Ma tranquillité enhardit Marcel, il me prend peut-être pour une oie et me poserait volontiers des questions plus précises ; mais les grandes personnes se taisent un instant, pendant qu’un domestique à figure de curé change les assiettes, et nous nous taisons, déjà un peu complices.

Tante Cœur promène de Marcel à moi son regard bleu et lassé.
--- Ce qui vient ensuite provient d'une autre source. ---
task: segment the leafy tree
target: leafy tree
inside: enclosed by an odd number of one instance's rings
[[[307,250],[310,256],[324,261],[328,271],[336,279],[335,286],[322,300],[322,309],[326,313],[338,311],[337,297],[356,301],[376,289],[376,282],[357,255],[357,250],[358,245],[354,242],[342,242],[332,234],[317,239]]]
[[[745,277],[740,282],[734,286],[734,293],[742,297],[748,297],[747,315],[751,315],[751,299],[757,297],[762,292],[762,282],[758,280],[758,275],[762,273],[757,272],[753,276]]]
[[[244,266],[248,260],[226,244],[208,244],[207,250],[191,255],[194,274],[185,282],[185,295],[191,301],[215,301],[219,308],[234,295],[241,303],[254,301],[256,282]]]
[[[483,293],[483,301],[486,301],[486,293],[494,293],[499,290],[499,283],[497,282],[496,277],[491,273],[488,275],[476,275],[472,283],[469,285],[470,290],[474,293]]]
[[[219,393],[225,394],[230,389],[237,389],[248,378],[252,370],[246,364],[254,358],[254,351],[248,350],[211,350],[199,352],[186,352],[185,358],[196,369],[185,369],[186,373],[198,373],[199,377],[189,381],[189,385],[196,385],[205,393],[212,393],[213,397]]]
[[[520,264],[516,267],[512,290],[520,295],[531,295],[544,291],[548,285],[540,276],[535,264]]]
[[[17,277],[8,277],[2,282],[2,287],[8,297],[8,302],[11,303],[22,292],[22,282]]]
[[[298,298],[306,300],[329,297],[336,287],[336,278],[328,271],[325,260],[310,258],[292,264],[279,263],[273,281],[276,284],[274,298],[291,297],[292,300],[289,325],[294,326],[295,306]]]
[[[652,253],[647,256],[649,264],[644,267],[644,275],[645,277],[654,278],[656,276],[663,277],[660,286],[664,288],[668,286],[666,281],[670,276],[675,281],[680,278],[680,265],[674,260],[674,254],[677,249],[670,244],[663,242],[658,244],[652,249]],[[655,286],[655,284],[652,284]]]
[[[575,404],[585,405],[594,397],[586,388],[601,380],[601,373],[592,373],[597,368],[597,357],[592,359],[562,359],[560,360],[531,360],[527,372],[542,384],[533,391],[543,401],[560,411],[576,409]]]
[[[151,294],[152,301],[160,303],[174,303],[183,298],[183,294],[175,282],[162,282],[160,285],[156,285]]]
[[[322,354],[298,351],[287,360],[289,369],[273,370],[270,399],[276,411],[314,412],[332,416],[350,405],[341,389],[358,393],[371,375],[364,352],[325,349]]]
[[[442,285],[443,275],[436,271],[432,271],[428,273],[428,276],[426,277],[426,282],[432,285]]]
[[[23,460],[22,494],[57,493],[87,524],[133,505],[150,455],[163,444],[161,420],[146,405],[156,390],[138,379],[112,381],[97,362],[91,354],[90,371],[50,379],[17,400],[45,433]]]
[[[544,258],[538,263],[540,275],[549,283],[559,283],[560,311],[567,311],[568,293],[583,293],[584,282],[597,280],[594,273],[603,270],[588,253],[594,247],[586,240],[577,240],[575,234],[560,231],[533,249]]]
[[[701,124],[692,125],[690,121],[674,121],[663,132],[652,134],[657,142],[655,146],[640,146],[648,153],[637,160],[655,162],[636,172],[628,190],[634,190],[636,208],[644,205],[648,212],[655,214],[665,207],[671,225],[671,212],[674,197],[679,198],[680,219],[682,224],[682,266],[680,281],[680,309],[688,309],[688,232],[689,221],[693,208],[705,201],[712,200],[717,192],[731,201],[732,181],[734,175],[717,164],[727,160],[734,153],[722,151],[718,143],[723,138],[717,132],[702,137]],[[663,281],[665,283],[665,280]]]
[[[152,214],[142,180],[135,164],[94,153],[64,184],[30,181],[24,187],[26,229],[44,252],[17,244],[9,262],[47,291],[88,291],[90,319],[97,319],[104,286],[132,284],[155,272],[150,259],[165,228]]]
— Claude, dit-elle à papa, regardez comme ces deux enfants se font mutuellement valoir. Le teint mat de votre fille et ses cheveux touchés de reflets de bronze, et ses yeux profonds, toute cette apparence brune d’une petite fille qui n’est pas brune blondit encore mon chérubin, n’est-ce pas ?

— Oui, répond papa avec conviction ; il est beaucoup plus fille qu’elle.

Son chérubin et moi, nous baissons les yeux comme il sied à des gosses gonflés, à la fois, d’envie de pouffer et d’orgueil. Et le dîner se poursuit sans autres confidences. Une admirable glace à la mandarine me détache d’ailleurs de toute autre préoccupation.

 

Au bras de Marcel, je reviens au salon. Et tout de suite on ne sait plus que faire. Tante Cœur semble avoir des choses austères à confier à papa, et nous écarte :

— Marcel, mon mignon, montre un peu l’appartement à Claudine. Tâche qu’elle s’y sente un peu chez elle, sois gentil…

— Venez, me dit le « mignon », je vais vous faire voir ma chambre.

J’avais bien pensé qu’elle était blanche, elle aussi ! Blanche et verte, avec des roseaux minces sur fond blanc. Mais tant de blancheurs m’inspirent à la fin l’envie inavouable d’y verser des encriers, des tas d’encriers, de barbouiller les murs au fusain, de souiller ces peintures à la colle, avec le sang d’une coupure au doigt… Dieu ! comme je deviendrais perverse dans un appartement blanc !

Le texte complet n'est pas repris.